If I understand the question correctly, what you are after is an effective Hamiltonian action of $\mathbb{T}^m$ on a (closed) symplectic manifold $(M,\omega)$ such that there exists a point $p \in M$ with finite stabilizer. If this is the case, there are plenty of examples. Consider a closed symplectic toric manifold $\mu: (M^4,\omega) \to \mathfrak{t}^*$ with Delzant (= moment) polygon $\Delta = \mu(M)$ with the property that the primitive integral tangent vector to the edge $e$ of $\Delta$ is of the form $(k,a) \in \mathbb{Z}^2$ for $|k| > 1$. Writing $\mathbb{T}^2 = S^1 \times S^1$, consider the restriction of this action to the first $S^1$, thus obtaining what is known as a Hamiltonian $S^1$-space $S^1 \curvearrowright (M^4,\omega)$ (these have been classified by Karshon in this paper). The moment map of this action is the composition $\mathrm{pr}_1 \circ \mu : M \to \mathrm{Lie}(S^1)^* \cong \mathbb{R}$, where $\mathrm{pr}_1 : \mathrm{t}^* \to \mathrm{Lie}(S^1)^*$ is the projection induced by the inclusion $S^1 \hookrightarrow \mathbb{T}^2$. Any point $p \in \mu^{-1}(\mathring{e})$ has finite stabilizer with respect to this $S^1$-action; in fact, the stabilizer is precisely the cyclic group of order $k$!

There are examples of Hamiltonian $S^1$-spaces which do not arise as above (*i.e.* they cannot be extended to a toric action) which also have finite stabilizers. If you take a look at Karshon's classification, these are precisely the points lying on what she calls $\mathbb{Z}_k$-spheres (except for the "north" and "south" poles of the spheres which are fixed points).

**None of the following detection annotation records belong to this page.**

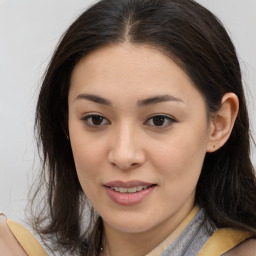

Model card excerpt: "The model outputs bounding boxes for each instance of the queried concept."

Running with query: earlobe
[207,93,239,152]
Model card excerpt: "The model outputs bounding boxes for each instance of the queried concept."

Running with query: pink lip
[104,180,153,188]
[104,181,156,206]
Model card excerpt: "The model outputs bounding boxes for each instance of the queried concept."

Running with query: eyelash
[81,114,177,129]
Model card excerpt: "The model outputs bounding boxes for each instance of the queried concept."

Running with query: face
[68,43,210,237]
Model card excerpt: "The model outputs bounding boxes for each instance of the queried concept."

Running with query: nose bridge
[109,122,145,169]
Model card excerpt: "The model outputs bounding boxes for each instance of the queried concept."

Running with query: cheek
[151,126,207,194]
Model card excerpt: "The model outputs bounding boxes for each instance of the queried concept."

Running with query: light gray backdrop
[0,0,256,222]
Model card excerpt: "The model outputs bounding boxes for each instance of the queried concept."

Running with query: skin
[68,43,238,256]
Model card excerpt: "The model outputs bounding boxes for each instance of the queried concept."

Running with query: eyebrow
[137,95,184,107]
[75,93,112,106]
[75,93,184,107]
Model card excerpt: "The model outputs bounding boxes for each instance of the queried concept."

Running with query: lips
[104,181,156,206]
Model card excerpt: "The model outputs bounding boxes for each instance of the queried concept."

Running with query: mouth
[103,181,157,206]
[106,184,156,194]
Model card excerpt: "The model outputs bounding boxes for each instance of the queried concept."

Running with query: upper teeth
[111,186,148,193]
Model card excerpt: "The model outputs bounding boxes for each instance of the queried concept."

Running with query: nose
[108,124,146,170]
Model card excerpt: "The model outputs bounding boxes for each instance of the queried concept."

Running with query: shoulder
[0,214,27,256]
[224,238,256,256]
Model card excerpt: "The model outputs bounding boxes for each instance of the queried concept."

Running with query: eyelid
[80,113,110,128]
[144,114,177,129]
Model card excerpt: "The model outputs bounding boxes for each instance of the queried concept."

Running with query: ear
[207,93,239,152]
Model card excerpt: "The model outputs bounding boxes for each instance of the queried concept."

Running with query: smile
[104,181,157,206]
[110,186,149,193]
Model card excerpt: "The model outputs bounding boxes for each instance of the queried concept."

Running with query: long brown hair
[32,0,256,255]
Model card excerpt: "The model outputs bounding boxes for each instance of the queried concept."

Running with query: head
[34,0,255,253]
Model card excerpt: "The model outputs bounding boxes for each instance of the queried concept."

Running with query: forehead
[69,43,205,106]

In all of the above examples, the set of points with finite stabilizer is "small", *i.e.* it has empty interior. This is always the case for *effective* Hamiltonian actions by a torus $\mathbb{T}^m$ on a connected symplectic manifold $(M,\omega)$. The fact that $\mathbb{T}^m$ is abelian is crucial in the above statement. If you are interested in the case of this set of points with finite stabiliser being "large", say being open and dense, then a good place to look at is *multiplicity-free Hamiltonian spaces*, which are the non-abelian analogue of closed symplectic toric manifolds. A good reference is this paper by Knop.